GitHub's engineering team did something rare in the AI space - they actually measured what their agents were doing. What they found was eye-opening: between 37% and 62% of their token consumption was pure waste.
The insight came from instrumenting their own CI/CD agentic workflows. These are the AI agents that help developers write code, review pull requests, and automate repository tasks. GitHub built automated tools to track exactly where tokens were being spent - and more importantly, where they were being burned for no reason.
The biggest offender? Unused tools. Agents were being given access to dozens of functions they never called. Every unused tool adds to the context window - that's the working memory an LLM uses to reason about what to do next. Fill it with irrelevant options and you're paying for the AI to ignore things.
The second issue was subtler but just as costly: data gathering happening inside the reasoning loop. Imagine asking someone to solve a maths problem, but first making them read an entire textbook to find the relevant formula. That's what these agents were doing - fetching data, processing it, then using it to make a decision, all within the same expensive LLM call.
Moving Data Out of the Decision Loop
The fix was architectural. GitHub's team moved data gathering into a separate step - fetch what you need first, then hand the relevant bits to the LLM for reasoning. The LLM still makes the decision, but it's not wading through raw data to get there.
This isn't just about cost. Smaller context windows mean faster responses. Less noise in the prompt means better decisions. When you strip out the irrelevant, what's left gets more attention.
The other intervention was ruthless pruning of tool access. If an agent hadn't used a tool in recent runs, it got removed from the options. This required instrumentation - tracking which functions were actually being called versus which were just sitting there inflating the token count.

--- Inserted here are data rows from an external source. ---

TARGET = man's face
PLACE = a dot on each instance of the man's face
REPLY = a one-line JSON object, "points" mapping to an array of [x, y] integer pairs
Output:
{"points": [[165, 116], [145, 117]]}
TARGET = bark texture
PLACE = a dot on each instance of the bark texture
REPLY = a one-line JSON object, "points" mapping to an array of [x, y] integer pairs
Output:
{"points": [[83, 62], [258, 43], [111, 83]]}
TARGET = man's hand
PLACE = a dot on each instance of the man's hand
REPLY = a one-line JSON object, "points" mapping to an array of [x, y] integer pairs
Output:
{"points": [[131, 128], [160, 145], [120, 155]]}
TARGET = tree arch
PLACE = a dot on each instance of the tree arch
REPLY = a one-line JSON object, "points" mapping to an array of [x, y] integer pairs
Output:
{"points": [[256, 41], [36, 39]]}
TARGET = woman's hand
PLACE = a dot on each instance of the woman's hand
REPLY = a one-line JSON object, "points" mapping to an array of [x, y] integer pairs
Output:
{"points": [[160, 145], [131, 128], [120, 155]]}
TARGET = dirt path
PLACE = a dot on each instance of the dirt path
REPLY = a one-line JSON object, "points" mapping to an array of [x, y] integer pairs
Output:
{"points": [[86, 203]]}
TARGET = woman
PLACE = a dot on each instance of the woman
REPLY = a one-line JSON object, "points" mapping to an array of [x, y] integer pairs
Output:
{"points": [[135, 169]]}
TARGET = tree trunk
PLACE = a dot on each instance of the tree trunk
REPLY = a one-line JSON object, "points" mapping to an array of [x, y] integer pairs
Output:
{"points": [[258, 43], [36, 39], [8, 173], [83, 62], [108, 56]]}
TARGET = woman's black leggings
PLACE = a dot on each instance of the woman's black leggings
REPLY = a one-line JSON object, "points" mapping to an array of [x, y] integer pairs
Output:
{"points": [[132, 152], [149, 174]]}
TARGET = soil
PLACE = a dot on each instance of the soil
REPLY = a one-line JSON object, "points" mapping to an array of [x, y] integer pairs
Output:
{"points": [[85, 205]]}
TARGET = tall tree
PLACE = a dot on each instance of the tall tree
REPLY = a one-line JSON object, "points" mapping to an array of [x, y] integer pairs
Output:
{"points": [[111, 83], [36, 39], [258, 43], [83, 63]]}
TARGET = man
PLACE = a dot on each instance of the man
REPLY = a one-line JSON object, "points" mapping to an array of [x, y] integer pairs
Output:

Why This Matters Beyond GitHub
Most companies building agentic workflows don't have GitHub's resources to instrument everything. But the principle scales down. If you're building agents - whether for customer support, code review, or internal automation - you're almost certainly paying for tokens you don't need.
The pattern GitHub identified shows up everywhere: agents with too many tools, prompts stuffed with context "just in case", and reasoning loops doing work that could happen upstream. Every one of those is a lever you can pull.
For developers running agents on a budget, the lesson is clear. Before optimising your prompts or switching models, measure where your tokens are going. You might find that half your spend is on functions that never get called and data that never gets used. That's not a model problem. That's an architecture problem.
GitHub's full write-up is available on their blog. It's worth reading if you're running production agents - the specifics of their instrumentation approach are generous in detail.
The bigger takeaway: agentic AI is still new enough that basic housekeeping - measuring, pruning, separating concerns - can cut your bills in half. That's not clever prompt engineering. That's just paying attention.